Entre as condições está a concordância dos participantes com as condições em que a pesquisa será realizada, a garantia de sigilo e anonimato para os que se submeterem à prática, a oferta de suporte médico-hospitalar em caso de efeitos adversos e a não cobrança do tratamento em qualquer uma de suas etapas.

A entrada em vigor dessa Resolução reforça a proibição aos médicos de prescreverem procedimentos desse tipo fora dos padrões estabelecidos pelo CFM. O desrespeito à norma pode levar à abertura de sindicâncias e mesmo de processos éticos-profissionais contra os infratores.

A decisão do CFM veio após a análise de uma série de estudos e trabalhos científicos sobre o tema. De acordo com o relator da Resolução, conselheiro Leonardo Luz, os trabalhos são ainda incipientes e não oferecem aos médicos e aos pacientes a certeza de que a ozonioterapia é eficaz e segura.

A ozonioterapia é uma técnica que utiliza a aplicação de uma mistura dos gases oxigênio e ozônio, por diversas vias de administração, com finalidade terapêutica. As principais são: endovenosa, retal, intra-articular, local, intervertebral, intraforaminal, intradiscal, epidural, intramuscular e intravesical.
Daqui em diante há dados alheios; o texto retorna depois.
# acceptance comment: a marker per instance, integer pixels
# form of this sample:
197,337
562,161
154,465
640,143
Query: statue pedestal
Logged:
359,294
Nos últimos anos, por solicitação da Associação Brasileira de Ozonioterapia (ABOZ), a Comissão para Avaliação de Novos Procedimentos em Medicina avaliou mais de 26 mil trabalhos sobre o tema.

Ao final, o CFM entendeu que “seriam necessários mais estudos com metodologia adequada e comparação da ozonioterapia a procedimentos placebos, assim como estudos comprovando as diversas doses e meios de aplicação de ozônio”.